In this article, I tried to mimic some of the processes in the notebook and add some additional features to understand how TF-DF works with continuous value prediction. So let's jump into it..
Importing library
import tensorflow as tf
import tensorflow_decision_forests as tfdf
import pandas as pd
import numpy as np
import matplotlib.pyplot as plt
import seaborn as sns
print("Tensorflow v" + tf.__version__)
print("Tensorflow Decision Forests v" + tfdf.__version__)
Tensorflow v2.17.0 Tensorflow Decision Forests v1.10.0
Version compatibility for both Tesnsorflow and Tf-DF is very important here. To find the compatible version spent a couple of hours and finally found that TFv2.17.0 is compatible with TF-DFv1.10.0
Exploring the dataset
trian_file_path = "./house-prices-advanced-regression-techniques/train.csv"
dataset_df = pd.read_csv(trian_file_path)
print("Full train dataset shape is {}".format(dataset_df.shape)
dataset_df.head(3)
There are 79 feature columns. Using these features your model has to predict the house sale price indicated by the label column named SalePrice.
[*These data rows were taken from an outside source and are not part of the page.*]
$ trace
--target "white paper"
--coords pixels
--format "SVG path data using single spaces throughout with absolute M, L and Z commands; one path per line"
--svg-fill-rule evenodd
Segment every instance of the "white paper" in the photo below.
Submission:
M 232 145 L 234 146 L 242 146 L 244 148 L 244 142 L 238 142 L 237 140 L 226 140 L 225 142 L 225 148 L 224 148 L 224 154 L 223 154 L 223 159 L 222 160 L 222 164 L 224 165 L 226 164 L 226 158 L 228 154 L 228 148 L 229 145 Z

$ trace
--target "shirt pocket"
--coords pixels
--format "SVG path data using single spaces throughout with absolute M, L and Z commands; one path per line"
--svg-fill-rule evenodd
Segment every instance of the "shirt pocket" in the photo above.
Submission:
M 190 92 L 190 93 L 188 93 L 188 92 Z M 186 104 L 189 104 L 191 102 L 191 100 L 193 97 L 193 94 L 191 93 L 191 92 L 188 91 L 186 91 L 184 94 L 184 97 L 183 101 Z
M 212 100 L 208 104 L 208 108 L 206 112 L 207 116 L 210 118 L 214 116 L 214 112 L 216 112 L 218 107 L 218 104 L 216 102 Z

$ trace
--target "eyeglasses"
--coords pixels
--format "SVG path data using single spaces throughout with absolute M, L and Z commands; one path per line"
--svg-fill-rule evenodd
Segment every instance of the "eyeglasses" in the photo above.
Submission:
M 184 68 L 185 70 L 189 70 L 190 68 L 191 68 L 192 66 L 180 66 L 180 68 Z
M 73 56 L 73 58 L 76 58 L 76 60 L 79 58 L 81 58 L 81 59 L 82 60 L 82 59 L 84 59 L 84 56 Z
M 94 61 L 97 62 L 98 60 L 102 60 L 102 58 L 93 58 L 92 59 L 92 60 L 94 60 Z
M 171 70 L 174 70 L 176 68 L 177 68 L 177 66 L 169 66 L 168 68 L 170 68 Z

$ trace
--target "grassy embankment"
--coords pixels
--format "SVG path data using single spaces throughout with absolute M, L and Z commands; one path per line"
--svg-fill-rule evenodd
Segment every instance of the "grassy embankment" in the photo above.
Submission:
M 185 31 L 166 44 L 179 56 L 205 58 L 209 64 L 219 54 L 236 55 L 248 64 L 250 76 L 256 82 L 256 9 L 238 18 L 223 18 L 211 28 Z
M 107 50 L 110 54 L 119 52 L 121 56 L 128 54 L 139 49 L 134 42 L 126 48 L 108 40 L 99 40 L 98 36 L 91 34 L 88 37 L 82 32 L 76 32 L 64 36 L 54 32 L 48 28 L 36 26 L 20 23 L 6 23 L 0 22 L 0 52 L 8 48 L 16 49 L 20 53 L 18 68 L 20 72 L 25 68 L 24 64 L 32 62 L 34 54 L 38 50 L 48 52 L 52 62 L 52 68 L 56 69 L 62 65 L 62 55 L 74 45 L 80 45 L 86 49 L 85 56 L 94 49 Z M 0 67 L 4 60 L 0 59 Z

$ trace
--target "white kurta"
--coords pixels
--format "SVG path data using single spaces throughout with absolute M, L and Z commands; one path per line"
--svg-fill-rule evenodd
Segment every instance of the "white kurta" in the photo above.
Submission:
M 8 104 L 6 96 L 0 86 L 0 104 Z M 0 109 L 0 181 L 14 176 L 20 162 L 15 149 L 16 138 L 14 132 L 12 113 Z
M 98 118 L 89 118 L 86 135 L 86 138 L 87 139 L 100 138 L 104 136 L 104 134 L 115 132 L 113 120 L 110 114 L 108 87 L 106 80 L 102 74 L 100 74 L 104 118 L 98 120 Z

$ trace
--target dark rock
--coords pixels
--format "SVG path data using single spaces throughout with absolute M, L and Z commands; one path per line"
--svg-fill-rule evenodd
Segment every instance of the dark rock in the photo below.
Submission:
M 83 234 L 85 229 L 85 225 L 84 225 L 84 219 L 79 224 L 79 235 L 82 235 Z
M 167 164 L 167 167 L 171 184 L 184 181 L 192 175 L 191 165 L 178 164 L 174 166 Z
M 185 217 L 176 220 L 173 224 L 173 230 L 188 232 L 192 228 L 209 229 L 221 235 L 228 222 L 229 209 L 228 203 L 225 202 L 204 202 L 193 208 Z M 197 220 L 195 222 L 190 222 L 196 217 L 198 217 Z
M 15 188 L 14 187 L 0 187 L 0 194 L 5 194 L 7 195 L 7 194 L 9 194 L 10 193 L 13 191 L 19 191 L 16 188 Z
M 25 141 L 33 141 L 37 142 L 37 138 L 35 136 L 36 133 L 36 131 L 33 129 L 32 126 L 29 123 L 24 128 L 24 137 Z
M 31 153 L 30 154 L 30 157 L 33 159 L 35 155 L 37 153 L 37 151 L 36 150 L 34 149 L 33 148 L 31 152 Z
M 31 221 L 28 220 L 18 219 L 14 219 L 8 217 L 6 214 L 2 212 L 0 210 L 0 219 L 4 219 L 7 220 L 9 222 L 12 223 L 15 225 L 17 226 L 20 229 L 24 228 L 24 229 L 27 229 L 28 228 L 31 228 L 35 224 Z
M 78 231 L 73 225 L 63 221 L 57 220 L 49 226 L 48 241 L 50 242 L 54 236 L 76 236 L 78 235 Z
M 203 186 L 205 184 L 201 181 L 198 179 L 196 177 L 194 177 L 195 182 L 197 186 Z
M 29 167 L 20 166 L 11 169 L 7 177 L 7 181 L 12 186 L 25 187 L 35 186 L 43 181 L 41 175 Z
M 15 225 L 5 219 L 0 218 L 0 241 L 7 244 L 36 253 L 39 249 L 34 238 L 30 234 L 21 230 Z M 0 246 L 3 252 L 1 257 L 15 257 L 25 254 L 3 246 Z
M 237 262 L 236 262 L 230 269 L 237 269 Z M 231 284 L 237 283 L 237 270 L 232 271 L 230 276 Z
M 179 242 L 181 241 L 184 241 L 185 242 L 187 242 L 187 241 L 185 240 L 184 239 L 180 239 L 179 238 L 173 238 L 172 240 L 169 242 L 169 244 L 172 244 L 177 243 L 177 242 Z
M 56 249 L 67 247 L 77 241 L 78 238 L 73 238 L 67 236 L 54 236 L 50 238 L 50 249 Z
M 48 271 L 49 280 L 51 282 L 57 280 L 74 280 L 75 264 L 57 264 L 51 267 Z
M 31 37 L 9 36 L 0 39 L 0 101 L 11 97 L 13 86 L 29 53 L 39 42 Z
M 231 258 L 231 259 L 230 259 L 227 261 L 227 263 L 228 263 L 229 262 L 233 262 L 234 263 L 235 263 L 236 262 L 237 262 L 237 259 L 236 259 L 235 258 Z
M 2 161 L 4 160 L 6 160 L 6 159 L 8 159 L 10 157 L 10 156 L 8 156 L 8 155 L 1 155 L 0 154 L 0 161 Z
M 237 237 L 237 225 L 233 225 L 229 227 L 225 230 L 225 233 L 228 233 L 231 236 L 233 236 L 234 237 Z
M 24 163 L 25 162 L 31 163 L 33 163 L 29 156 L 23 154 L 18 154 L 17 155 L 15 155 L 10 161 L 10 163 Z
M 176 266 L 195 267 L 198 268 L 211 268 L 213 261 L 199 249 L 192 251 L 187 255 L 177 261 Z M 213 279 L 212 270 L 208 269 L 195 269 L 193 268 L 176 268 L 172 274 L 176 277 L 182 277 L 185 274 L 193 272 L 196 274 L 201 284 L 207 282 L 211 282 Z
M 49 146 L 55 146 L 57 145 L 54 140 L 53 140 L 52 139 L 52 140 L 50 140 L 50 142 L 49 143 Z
I will drop the Id column as it is not necessary for model training.
dataset_df = dataset_df.drop('Id', axis=1)
inspecting the types of feature columns in the dataset
dataset_df.info()
House price distribution
let's take a look at how the house prices are distributed
print(dataset_df['SalePrice'].describe())
let's visualize this distribution for a better understanding
plt.figure(figsize=(9, 8)) sns.distplot(dataset_df['SalePrice'], color='g', bins=100, hist_kws={'alpha': 0.4})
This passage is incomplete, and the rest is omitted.